2. Talk to a counselor to help you make sure that you don’t send mixed messages.
3. Agree to give each other a period of time with no contact.
4. Don’t talk to mutual friends or the other person’s friends about your relationship.
5. Avoid places where the other person will be for at least 30 days.
6. Go ahead and date if you want but don’t date the other person’s friends or co-workers.
7. Get caller ID on your home phone and answer only safe numbers.
8. Get a cell phone, block your number and give the number to trusted people.
9. Document every contact and attempted contact with a time, date, witnesses and what happened.
10. Do not get into a pattern of being angry and then nice to the other person.
11. Say “no” only once, don’t let them down “easy”, reveal nothing about yourself, and say nothing else to explain or justify yourself.
12. There must be no contact of any kind under any circumstances if you think you are being stalked.
13. Mutual friends and acquaintances should not discuss the other person at all with a potential stalker.
14. Contact a qualified mental health professional if you believe you are at risk or if you are being stalked.
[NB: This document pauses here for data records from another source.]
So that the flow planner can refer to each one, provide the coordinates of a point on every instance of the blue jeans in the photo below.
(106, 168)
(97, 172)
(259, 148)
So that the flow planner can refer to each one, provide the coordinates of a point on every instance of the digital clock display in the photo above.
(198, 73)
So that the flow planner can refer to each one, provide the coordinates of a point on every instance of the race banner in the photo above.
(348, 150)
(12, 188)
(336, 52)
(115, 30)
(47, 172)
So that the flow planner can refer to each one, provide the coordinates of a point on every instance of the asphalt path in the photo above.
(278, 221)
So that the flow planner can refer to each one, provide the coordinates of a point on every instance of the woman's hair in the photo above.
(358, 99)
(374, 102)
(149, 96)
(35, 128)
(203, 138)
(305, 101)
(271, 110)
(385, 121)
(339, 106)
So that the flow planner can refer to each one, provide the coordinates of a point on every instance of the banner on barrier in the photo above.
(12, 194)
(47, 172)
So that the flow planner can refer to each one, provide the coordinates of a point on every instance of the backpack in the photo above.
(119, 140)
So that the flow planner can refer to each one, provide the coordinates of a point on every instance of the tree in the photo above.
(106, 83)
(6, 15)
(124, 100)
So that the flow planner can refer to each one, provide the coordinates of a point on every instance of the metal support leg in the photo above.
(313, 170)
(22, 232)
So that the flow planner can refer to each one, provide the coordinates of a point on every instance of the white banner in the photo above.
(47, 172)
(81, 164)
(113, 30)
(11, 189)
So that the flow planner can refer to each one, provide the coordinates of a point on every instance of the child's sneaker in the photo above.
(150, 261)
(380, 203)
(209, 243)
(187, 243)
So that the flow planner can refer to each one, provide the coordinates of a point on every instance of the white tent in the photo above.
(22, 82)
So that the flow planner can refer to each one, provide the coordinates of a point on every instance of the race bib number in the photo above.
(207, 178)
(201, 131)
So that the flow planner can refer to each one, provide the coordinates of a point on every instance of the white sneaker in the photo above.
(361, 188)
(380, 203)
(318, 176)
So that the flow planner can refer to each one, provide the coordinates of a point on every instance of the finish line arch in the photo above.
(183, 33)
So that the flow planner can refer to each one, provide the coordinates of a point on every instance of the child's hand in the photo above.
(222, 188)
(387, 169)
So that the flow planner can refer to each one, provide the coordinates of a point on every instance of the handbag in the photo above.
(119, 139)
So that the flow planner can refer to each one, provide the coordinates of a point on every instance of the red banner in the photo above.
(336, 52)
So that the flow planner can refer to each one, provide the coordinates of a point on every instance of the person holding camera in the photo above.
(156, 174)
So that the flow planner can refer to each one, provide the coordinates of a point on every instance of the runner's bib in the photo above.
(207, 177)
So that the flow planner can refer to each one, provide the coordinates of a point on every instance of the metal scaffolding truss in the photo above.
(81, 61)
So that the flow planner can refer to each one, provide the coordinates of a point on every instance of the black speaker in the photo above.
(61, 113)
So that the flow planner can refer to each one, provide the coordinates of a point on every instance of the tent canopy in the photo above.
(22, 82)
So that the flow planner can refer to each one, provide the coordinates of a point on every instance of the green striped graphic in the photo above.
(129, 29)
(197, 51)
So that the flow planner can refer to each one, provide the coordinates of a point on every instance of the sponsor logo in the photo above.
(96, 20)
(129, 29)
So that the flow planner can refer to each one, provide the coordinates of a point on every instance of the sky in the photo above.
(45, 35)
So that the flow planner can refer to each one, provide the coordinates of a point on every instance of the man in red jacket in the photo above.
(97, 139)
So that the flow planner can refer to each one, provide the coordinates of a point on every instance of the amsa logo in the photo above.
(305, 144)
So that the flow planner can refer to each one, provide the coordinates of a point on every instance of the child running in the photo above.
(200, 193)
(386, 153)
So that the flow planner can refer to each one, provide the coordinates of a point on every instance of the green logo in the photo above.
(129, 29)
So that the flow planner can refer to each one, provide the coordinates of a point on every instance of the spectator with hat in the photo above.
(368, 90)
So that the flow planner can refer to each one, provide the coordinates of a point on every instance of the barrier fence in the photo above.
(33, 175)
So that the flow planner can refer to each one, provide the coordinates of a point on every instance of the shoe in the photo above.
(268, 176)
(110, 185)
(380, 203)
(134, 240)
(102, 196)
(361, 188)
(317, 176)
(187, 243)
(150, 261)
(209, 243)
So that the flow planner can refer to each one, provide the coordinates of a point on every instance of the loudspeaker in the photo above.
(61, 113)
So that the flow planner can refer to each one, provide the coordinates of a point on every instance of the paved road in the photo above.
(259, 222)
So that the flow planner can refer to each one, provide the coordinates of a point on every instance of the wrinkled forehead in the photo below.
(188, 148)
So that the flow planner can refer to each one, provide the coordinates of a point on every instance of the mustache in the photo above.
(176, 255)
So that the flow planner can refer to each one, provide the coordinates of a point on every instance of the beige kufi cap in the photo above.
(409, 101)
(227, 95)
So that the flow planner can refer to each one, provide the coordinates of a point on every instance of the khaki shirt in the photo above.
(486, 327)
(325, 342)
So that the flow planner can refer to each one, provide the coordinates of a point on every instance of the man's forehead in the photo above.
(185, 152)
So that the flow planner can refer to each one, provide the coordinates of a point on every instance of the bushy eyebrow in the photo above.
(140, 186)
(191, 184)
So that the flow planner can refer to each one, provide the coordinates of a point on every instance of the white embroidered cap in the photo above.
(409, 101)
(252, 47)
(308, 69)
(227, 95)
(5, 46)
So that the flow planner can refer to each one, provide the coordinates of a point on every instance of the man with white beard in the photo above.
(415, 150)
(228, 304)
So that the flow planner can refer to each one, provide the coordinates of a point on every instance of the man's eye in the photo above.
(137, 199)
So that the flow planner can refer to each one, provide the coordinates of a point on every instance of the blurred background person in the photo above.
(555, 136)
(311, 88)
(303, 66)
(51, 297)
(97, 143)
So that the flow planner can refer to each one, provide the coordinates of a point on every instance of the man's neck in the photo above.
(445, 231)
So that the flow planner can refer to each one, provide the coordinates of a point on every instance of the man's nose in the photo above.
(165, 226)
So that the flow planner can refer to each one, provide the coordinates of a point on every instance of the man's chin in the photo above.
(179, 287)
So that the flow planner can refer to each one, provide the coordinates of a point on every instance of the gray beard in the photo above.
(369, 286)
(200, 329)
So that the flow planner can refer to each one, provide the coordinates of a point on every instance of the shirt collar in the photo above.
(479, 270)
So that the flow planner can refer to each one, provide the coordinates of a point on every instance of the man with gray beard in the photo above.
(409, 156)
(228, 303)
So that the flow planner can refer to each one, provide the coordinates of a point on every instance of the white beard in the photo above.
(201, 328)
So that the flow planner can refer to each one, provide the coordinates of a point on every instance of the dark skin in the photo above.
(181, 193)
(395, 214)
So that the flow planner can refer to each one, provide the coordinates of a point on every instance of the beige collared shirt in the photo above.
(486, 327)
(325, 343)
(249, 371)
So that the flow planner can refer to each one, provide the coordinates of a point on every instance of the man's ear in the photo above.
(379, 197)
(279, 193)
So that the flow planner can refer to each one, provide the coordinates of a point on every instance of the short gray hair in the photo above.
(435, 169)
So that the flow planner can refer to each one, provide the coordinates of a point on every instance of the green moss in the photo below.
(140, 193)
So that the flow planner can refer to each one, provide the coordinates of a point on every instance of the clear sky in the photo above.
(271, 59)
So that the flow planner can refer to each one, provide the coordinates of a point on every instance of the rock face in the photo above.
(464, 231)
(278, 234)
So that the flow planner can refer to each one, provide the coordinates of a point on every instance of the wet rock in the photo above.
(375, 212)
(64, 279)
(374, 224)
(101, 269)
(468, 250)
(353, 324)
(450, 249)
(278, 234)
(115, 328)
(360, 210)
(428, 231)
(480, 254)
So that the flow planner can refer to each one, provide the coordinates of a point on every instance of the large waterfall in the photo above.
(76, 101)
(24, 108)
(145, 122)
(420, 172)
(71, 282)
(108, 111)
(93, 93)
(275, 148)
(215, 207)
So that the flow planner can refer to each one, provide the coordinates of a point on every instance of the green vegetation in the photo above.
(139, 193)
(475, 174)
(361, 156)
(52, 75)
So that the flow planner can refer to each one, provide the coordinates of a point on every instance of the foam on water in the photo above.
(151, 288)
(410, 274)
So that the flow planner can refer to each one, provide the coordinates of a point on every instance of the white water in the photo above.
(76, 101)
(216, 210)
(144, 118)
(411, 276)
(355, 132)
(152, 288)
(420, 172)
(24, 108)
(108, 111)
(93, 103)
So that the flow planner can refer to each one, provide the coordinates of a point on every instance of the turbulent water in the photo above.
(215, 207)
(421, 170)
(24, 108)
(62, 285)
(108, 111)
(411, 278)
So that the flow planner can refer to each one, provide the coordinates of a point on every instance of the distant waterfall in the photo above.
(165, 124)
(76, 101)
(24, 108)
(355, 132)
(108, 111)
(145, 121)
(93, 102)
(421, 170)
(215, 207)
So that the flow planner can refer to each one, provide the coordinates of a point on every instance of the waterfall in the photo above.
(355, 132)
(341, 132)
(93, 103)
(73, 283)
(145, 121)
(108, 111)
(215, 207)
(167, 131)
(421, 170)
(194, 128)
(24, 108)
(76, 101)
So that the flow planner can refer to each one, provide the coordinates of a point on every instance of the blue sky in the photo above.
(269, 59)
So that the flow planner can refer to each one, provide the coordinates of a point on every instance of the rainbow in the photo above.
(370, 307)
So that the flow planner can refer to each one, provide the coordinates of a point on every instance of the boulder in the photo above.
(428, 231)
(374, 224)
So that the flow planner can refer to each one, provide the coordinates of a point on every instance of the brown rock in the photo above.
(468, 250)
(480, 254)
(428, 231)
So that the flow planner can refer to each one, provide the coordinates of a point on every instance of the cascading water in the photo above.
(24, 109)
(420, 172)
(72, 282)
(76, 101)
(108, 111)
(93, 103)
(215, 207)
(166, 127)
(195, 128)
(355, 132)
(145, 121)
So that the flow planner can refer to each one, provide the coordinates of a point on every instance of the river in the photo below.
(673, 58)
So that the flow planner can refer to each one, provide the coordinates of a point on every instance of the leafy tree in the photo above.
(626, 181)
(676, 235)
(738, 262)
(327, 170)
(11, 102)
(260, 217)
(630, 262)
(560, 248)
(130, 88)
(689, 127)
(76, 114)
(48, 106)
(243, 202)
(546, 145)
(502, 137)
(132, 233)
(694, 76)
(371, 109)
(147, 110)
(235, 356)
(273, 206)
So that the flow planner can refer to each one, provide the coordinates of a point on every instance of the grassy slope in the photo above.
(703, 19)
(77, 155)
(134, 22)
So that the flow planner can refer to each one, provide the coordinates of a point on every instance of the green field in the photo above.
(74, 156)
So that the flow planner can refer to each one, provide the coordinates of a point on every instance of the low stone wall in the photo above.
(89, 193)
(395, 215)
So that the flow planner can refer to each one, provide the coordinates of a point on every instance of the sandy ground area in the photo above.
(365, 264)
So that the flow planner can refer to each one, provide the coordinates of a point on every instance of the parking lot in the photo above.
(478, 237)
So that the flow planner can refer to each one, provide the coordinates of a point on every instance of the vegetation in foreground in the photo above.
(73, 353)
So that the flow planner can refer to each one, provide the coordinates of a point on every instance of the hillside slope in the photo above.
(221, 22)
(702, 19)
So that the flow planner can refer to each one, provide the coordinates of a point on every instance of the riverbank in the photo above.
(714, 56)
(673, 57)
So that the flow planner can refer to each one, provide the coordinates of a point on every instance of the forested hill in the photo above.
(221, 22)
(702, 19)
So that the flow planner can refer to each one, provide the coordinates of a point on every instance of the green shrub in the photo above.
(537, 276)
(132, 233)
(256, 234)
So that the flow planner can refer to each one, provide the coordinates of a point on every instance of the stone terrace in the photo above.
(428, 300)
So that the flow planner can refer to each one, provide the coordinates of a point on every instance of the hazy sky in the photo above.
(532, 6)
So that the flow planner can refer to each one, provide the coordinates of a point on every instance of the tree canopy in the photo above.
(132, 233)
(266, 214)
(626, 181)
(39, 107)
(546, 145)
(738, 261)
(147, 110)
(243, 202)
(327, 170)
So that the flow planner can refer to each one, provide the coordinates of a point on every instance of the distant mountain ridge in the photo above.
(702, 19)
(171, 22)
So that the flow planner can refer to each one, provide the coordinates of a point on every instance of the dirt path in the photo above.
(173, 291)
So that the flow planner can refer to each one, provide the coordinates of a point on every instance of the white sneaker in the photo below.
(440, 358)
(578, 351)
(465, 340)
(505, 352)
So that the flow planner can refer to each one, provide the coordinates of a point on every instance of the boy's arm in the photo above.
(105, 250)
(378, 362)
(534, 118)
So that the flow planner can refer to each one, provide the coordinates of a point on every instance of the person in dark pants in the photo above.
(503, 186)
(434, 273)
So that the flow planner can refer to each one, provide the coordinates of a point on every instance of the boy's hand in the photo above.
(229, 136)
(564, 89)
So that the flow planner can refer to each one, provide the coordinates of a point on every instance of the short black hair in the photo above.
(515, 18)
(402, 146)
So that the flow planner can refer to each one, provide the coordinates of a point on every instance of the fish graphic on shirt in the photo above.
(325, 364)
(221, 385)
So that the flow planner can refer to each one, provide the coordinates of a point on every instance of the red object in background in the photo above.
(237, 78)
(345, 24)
15. If you have a stalking order against someone, then you should never place yourself in proximity to that person or engage in anything that could be considered proximity seeking behavior.
16. Do not give the person any reason to think about you, talk about you to anyone or by going places where they routinely go as part of their life.
Dr. Conner is a Clinical Psychologist. His degree is like a Ph.D. only it is more applied and is usually achieved without writing or defending a Doctoral Thesis. They rarely do theoretical research or teach psychology in University. They are strictly clinicians and as well trained as Ph.D. clinicians.